In our view, markets may be underestimating the tariff impact and we would encourage investors to avail themselves of near-term USD strength to position for a medium-term softening of the currency. Our main concern is that financial markets are too complacent about the negative impact of impending policy changes on trade and immigration on US economic growth. The IMF estimates that US trade tariffs could well shave half a percentage point off US GDP growth by 2026. Additionally, we believe that an adverse impact on the labor market from immigration restrictions would be a net negative for US economic growth as well.

Investors though need to be mindful that as the application of trade tariffs is likely not going to be homogeneous, the impact on different bilateral currency pairs could differ in both magnitude and direction. We outline below how we think the USD might move against various major and Asian currencies, and how investors might best position their portfolios.

EUR, GBP, AUD likely to benefit from DXY softness. We believe an erosion in the USD’s interest rate premium will be the primary driver of USD weakness against these three DXY constituents, in addition to the CHF—for the more risk averse. A benign inflation environment in the US, alongside easing labor market conditions, should allow the Federal Reserve to cut rates by 25bps this month, followed by another 100bps in 2025. This would exceed what’s currently priced in, and we recommend selling USD upside for yield pickup over the course of the next few quarters.

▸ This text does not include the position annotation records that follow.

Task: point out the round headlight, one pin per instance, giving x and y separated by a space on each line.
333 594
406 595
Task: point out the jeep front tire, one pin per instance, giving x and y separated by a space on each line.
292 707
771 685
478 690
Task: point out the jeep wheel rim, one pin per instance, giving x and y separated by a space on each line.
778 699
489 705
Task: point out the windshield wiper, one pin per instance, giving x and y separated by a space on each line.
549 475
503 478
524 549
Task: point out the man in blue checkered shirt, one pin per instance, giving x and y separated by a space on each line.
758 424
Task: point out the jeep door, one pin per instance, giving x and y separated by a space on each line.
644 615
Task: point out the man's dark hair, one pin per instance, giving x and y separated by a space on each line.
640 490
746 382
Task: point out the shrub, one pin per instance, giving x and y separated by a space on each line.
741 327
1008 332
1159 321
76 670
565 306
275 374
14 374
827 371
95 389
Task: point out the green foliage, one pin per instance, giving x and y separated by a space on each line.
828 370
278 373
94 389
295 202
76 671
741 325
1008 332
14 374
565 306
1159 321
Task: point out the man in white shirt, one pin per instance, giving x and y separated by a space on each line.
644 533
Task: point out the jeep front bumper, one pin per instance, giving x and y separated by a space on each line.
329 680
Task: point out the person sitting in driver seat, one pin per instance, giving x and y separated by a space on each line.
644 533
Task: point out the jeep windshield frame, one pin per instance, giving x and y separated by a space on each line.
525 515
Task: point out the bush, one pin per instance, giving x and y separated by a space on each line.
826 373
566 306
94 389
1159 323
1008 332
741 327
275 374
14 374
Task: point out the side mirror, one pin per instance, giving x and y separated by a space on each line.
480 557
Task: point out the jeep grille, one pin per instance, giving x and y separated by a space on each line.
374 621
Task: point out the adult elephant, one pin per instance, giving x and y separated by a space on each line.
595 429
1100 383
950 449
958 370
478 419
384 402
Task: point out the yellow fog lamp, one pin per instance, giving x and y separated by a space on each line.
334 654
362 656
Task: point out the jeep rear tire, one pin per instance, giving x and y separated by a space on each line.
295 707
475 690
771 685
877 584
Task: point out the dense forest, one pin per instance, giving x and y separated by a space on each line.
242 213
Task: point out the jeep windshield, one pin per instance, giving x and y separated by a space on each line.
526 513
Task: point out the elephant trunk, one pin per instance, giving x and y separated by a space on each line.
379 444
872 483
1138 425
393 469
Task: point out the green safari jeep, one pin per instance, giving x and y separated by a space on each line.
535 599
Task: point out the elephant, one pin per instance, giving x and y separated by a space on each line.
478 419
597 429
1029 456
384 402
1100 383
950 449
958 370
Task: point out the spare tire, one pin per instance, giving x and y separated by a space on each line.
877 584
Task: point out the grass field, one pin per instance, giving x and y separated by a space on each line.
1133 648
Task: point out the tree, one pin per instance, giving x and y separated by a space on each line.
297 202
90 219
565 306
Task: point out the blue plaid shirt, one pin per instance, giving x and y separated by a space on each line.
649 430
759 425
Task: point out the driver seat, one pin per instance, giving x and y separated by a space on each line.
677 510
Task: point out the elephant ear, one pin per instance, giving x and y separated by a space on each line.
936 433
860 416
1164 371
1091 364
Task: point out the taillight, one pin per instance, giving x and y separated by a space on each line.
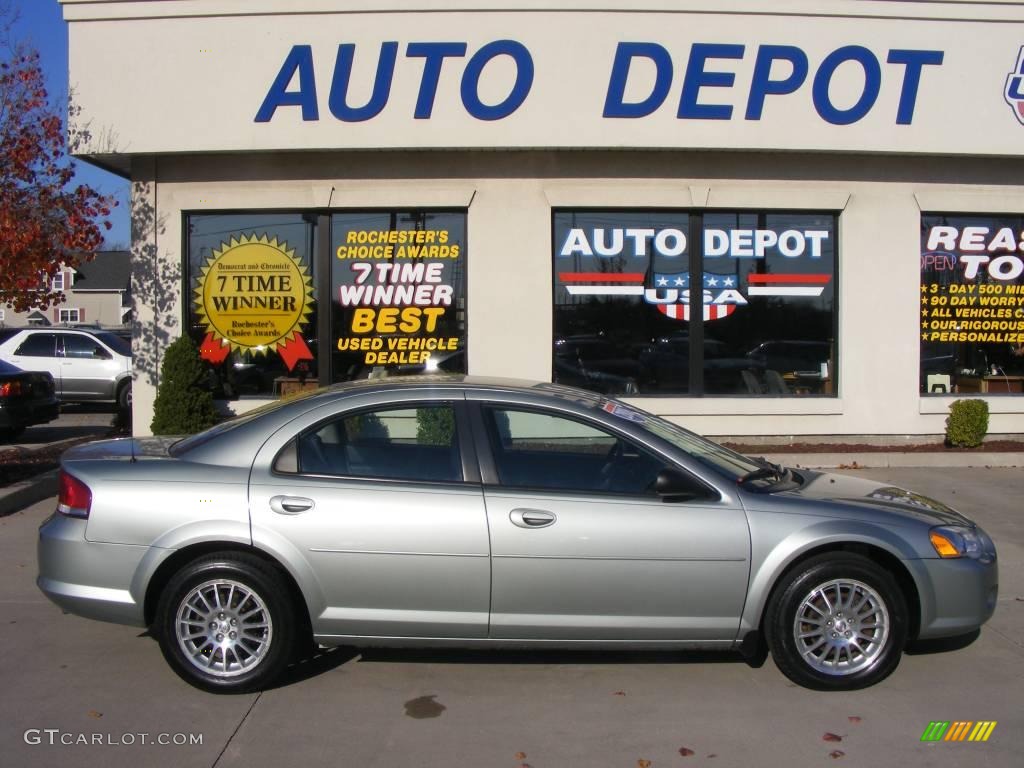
74 499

Gradual USDJPY downside negated by carry costs. We expect a narrowing USD interest rate premium to help the USDJPY slide to around 145 by end-2025. Fed rate cuts will likely be the main source of this narrowing, with the Bank of Japan (BoJ) chipping in with 75bps of hikes by end-2025. However, the roughly 4% per annum carry cost of shorting the USDJPY is prohibitive to selling the pair, in our view. Thus, only USDJPY upticks to 155 can be used to hedge long-USD positions. JPY-based investors though might do well to go long on the AUD or the GBP—or sell JPY-upside potential against these—to harvest yield-positive total returns over the next 12 months.

Uneven pain for Asia FX. USD-based investors with exposure to Asia ex-Japan currencies should hedge this exposure, especially because most of them have a low carry and are thus inexpensive to hedge. We see clear downside risk for the CNY as China is the main target of US trade tariffs. Export-oriented-economy currencies (KRW, TWD, SGD, THB, MYR) are expected to also come under pressure, given the uncertainty over broader trade tariffs, plus the spillover from the likely hit to China’s GDP growth. For CNY-based investors, we recommend they hold unhedged USD exposure while hedging CNY long positions as we expect the USDCNY to rise steadily toward 7.5 over the next 6-12 months.

The currencies of more domestic-oriented economies (INR, IDR, PHP) should be relatively resilient amid global trade tensions. However, these economies are running current account deficits and depend on countervailing portfolio inflows to support their currencies. A hit to global risk appetite would hurt these flows and potentially lead to temporary weakness in these three currencies.